In a jailhouse interview with FoxNews.com in the Kurdish-held city of Kirkuk, Jamel, 27, detailed how he joined Islamic State in 2013, served as a foot soldier in the takeover of Mosul a year later and, he claims, eventually became disillusioned with the dark vision of his fellow fighters.

“At the beginning, ISIS told us we would all go to heaven,” Jamel said, speaking under the watchful eyes of Kirkuk police guards. “But now that I am in prison it means I am going to the fire. I am going to hell.”

Handcuffed and partially masked, Jamel, who has been in solitary confinement since his arrest two and a half months ago, said he joined the terror group like many other young Sunni Muslim men opposed to the Shia-led government in Baghdad.

“A man named Salam talked to me and got me connected to ISIS. He told me I needed to be a jihadist and fight the Shia government. He convinced me to fight the government,” Jamel said. “I started getting involved as they were planning operations to begin in Iraq and Syria.”

Jamel lived with his mother and three brothers in Hawija, a smaller town just south of the oil-rich Iraqi city of Kirkuk.
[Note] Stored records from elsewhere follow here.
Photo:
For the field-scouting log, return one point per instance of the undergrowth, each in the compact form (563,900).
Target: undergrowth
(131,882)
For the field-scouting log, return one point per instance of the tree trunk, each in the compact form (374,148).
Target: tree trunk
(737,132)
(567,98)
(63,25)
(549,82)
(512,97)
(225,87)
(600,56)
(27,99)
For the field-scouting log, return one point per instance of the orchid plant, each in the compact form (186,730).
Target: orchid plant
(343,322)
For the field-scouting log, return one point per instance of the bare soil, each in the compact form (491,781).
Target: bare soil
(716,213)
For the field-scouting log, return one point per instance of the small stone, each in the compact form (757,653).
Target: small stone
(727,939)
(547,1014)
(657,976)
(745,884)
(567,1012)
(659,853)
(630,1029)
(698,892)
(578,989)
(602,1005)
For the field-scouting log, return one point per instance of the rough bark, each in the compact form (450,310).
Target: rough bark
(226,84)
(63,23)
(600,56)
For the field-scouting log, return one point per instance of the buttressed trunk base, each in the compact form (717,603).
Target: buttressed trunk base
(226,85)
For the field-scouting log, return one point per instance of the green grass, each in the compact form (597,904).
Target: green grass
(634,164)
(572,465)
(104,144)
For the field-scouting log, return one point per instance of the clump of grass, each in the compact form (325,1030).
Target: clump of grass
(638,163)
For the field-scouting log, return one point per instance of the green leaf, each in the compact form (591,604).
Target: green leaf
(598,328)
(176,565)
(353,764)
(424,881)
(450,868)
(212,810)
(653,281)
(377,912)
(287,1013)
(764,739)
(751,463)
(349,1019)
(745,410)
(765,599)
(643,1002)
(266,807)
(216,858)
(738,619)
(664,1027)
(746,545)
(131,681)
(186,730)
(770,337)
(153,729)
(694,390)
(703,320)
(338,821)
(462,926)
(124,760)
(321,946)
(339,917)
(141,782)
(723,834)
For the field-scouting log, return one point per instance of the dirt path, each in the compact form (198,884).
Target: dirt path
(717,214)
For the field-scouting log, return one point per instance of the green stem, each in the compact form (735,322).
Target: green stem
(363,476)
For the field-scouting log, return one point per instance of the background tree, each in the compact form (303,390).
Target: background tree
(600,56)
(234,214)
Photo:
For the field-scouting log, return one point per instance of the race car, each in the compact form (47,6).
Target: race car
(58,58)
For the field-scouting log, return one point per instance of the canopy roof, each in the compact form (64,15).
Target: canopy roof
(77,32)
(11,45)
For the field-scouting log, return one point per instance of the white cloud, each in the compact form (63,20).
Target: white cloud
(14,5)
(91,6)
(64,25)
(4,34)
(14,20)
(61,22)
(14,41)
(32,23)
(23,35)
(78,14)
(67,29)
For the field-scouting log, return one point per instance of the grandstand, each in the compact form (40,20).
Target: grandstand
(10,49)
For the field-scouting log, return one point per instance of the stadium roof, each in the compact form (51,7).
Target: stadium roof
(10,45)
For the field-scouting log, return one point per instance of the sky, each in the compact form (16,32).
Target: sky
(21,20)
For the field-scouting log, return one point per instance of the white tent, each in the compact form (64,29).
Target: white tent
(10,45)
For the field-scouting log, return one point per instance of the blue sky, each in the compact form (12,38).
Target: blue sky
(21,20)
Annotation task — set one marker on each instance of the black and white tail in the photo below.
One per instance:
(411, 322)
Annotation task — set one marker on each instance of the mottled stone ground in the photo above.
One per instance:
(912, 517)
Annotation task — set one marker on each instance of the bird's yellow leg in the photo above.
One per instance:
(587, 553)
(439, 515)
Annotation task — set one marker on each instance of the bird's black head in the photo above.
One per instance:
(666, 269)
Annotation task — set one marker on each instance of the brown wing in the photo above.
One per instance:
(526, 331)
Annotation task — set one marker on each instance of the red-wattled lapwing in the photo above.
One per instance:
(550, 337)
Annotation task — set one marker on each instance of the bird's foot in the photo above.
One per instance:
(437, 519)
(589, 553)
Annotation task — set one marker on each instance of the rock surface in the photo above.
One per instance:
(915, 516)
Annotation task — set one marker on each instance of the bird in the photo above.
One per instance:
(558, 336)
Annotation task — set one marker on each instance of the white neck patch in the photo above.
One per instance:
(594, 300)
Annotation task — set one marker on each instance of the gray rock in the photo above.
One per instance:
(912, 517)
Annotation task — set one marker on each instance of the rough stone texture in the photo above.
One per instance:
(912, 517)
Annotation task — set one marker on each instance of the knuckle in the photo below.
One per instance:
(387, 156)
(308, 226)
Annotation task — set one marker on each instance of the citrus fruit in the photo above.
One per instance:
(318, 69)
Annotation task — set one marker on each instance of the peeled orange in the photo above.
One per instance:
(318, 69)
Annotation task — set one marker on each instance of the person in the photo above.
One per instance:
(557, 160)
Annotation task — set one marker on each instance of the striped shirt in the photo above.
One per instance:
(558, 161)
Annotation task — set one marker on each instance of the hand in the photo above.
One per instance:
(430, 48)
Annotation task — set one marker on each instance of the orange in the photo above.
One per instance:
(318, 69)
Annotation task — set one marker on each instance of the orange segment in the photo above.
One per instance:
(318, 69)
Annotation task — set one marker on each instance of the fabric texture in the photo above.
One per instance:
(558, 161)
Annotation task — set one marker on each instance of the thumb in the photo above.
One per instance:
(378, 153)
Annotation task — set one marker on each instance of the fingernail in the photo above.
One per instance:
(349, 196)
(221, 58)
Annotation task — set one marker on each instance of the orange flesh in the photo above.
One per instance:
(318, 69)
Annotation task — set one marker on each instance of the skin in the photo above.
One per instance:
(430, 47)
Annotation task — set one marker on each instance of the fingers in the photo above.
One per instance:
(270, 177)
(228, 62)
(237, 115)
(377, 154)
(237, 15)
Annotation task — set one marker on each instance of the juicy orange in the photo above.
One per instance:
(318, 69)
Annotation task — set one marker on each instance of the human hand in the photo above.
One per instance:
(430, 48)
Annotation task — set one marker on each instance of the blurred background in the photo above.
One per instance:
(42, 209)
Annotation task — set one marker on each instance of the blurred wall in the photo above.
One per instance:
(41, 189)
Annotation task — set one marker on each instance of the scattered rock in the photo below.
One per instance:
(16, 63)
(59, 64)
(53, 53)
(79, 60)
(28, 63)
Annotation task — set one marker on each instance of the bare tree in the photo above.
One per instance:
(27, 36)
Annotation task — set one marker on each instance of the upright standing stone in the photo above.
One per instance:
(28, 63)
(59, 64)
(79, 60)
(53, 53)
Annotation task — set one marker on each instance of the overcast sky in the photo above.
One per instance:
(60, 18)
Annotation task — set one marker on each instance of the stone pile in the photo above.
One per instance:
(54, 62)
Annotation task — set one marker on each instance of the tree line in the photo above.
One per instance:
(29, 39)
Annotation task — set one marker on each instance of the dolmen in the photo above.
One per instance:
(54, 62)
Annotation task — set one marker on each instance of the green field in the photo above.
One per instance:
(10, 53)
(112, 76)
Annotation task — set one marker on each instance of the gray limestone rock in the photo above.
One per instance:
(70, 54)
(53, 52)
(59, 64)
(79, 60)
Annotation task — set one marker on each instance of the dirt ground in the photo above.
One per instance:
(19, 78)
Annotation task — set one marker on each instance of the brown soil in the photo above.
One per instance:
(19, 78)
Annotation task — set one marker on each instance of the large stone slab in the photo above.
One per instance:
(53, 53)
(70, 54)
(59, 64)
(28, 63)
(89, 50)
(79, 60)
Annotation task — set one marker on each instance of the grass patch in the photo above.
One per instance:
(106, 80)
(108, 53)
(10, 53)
He had a decent, agriculture-related job, and his family did not understand why he wanted to throw in with the insurgents who would soon become the world’s most-feared terrorist army.

In the early days, Jamel said, most of the recruits were young men in their early 20s. But soon their ranks were swollen by experienced soldiers as old as 50 from Saddam Hussein’s old army. The battle-hardened men, also Sunni Muslims alienated by the Shia government, were experienced with small arms and heavy equipment.

The mission was to take over the nation, and kill infidels and fellow Muslims who stood in their way, he said.

“Everything was about setting the role of Shariah [Islamic law],” he said. “We have to have a world based on Shariah.

“We were told that yes, people here are Muslims, but they are not the right Muslims,” he said. “And to build the Caliphate we must control the economy, take over every oil field.”

Jamel was initially permitted to carry a gun, but as ISIS grew, orders came down that only senior leadership and mid-level commanders, known as “Amirs,” could carry arms when not in battle. But Jamel would not be without his weapon long: He was made an Amir in early 2015 and put in charge of a group of 70 fighters in the heavily-contested area of Baiji.